L'Union européenne est prête à accorder au Royaume-Uni un court report du Brexit à condition que les députés votent l'accord de divorce négocié avec Theresa May, a annoncé mercredi le président du Conseil européen, Donald Tusk.

« Je crois qu'une courte extension sera possible, mais elle sera conditionnée à un vote positif sur le traité de retrait à la Chambre des communes », a dit M. Tusk devant la presse, réagissant à la requête de la cheffe du gouvernement britannique.

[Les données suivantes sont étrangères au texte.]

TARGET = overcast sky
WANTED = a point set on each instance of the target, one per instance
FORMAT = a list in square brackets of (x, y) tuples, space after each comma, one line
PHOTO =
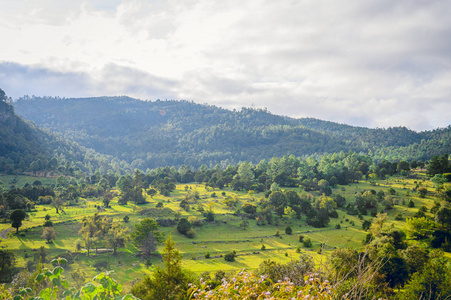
[(368, 63)]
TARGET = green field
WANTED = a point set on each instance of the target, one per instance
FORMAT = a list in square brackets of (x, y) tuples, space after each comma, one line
[(216, 238)]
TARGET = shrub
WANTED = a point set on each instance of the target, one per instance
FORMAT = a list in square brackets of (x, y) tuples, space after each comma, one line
[(191, 233), (307, 243), (230, 256), (288, 230)]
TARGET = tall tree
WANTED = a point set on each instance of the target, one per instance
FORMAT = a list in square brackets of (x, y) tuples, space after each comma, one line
[(16, 218)]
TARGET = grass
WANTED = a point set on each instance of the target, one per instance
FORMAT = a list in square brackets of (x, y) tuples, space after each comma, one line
[(217, 238)]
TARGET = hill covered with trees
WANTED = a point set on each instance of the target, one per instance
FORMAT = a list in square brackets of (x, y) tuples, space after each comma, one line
[(149, 134), (25, 147)]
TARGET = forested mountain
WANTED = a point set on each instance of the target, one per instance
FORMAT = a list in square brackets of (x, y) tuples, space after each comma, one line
[(149, 134), (26, 148)]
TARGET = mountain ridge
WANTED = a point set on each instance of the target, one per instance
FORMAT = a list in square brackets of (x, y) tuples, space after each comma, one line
[(151, 134)]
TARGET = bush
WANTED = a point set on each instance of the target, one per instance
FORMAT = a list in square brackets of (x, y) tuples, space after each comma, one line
[(307, 243), (191, 233), (399, 217), (288, 230), (101, 265), (230, 256)]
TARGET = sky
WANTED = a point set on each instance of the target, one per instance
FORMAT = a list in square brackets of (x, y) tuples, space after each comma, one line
[(372, 63)]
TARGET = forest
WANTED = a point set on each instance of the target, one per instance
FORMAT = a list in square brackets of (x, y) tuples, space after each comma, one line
[(370, 218), (151, 134)]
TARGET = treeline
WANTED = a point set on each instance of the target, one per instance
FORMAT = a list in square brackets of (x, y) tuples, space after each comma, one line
[(27, 148), (150, 134)]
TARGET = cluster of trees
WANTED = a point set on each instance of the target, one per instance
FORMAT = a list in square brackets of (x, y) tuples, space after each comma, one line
[(27, 148)]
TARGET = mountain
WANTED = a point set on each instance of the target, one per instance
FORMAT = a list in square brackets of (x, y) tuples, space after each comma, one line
[(24, 147), (149, 134)]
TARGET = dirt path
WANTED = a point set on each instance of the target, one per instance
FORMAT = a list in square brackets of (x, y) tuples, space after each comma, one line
[(4, 233)]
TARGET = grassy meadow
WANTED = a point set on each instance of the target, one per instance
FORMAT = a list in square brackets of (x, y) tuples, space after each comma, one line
[(216, 238)]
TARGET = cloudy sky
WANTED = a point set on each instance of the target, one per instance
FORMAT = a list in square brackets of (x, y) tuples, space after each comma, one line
[(368, 63)]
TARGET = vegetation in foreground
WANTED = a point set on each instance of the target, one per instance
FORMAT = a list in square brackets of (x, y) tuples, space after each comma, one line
[(386, 220)]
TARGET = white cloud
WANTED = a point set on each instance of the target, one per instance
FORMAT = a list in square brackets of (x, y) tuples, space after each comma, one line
[(368, 63)]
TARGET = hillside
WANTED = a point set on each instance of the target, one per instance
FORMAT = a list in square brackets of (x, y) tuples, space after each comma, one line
[(25, 147), (149, 134)]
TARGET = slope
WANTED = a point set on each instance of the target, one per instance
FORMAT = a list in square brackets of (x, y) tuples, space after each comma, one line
[(151, 134)]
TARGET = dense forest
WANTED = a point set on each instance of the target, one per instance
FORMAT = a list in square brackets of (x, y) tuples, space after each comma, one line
[(318, 210), (150, 134), (25, 147)]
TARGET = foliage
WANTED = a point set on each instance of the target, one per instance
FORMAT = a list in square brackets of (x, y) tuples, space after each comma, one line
[(7, 265), (102, 287), (248, 135), (16, 218), (431, 282), (419, 228), (245, 284), (170, 282), (48, 234)]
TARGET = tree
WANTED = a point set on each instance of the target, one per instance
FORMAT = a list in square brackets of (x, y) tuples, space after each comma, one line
[(288, 230), (249, 208), (416, 257), (48, 234), (183, 226), (379, 225), (107, 197), (57, 203), (438, 180), (151, 192), (169, 282), (16, 218), (419, 228), (433, 282), (116, 236), (93, 229), (142, 231), (244, 225), (443, 216)]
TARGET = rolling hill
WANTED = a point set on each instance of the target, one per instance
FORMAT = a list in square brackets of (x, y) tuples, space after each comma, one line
[(149, 134)]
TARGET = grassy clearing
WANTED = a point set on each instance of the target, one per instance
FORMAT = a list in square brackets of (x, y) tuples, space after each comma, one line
[(217, 238)]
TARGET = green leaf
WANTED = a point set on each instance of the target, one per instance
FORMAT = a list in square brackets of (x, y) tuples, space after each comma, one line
[(56, 281), (54, 261), (62, 260), (57, 271), (39, 277)]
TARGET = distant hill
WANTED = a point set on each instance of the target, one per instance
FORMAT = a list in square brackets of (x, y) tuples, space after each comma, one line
[(26, 148), (150, 134)]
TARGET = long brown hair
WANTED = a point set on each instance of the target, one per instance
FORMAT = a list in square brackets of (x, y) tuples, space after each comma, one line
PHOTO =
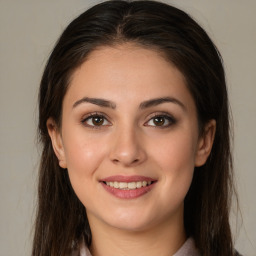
[(61, 220)]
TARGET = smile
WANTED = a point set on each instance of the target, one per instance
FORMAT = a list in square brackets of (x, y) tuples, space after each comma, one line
[(128, 185)]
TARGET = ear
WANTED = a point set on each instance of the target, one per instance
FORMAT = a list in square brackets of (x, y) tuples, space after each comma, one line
[(205, 143), (57, 143)]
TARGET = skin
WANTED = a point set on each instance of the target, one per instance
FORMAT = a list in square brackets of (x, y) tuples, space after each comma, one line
[(130, 141)]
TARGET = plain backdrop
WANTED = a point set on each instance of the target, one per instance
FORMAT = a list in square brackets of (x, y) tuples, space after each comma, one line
[(28, 31)]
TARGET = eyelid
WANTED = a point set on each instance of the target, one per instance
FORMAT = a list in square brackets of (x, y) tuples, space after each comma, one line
[(95, 114), (172, 120)]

À neuf jours de la date prévue du Brexit, et alors qu'elle a échoué à faire adopter par la Chambre des communes le Traité de retrait conclu fin novembre avec Bruxelles, Mme May a écrit à M. Tusk pour lui demander une extension « jusqu'au 30 juin » de l'article 50 du Traité de Lisbonne, qui régit la sortie d'un pays de l'UE.

« Ce report est un grand regret personnel pour moi »,  a déclaré Theresa May lors d'une courte allocution mercredi soir à Downing Street, après s'être entretenue avec des membres de l'opposition.  

Déclarant que les Britanniques en avaient assez et qu'elle restait « déterminée » à mener à bien le Brexit, elle a estimé qu'il était « maintenant temps pour les députés de se décider ». « J'espère passionnément que les députés soutiendront l'accord que j'ai négocié avec l'UE », a-t-elle dit.

En faisant adopter l'accord de retrait, l'objectif de la dirigeante conservatrice est d'éviter à son pays une sortie brutale, sans accord et sans transition, de l'UE, 46 ans après son adhésion.

Mais sa demande de délai doit être acceptée à l'unanimité des 27 autres États membres de l'UE, réunis en sommet à Bruxelles jeudi et vendredi, et validée par les deux chambres du Parlement britannique avant le 29 mars,  date théorique de la sortie.

La France a déjà averti qu'elle s'opposerait à ce report s'il n'était pas justifié par une stratégie « crédible ».

Le risque demeure donc d'un divorce brutal entre Londres et l'UE, un scénario aux conséquences économiques redoutées d'un côté comme de l'autre.

« Frêle » espoir

« Même si l'espoir d'un succès final peut paraître frêle, voire illusoire, et bien qu'une fatigue du Brexit soit de plus en plus visible et justifiée, nous ne pouvons renoncer à rechercher jusqu'au tout dernier moment une solution positive », a déclaré M. Tusk.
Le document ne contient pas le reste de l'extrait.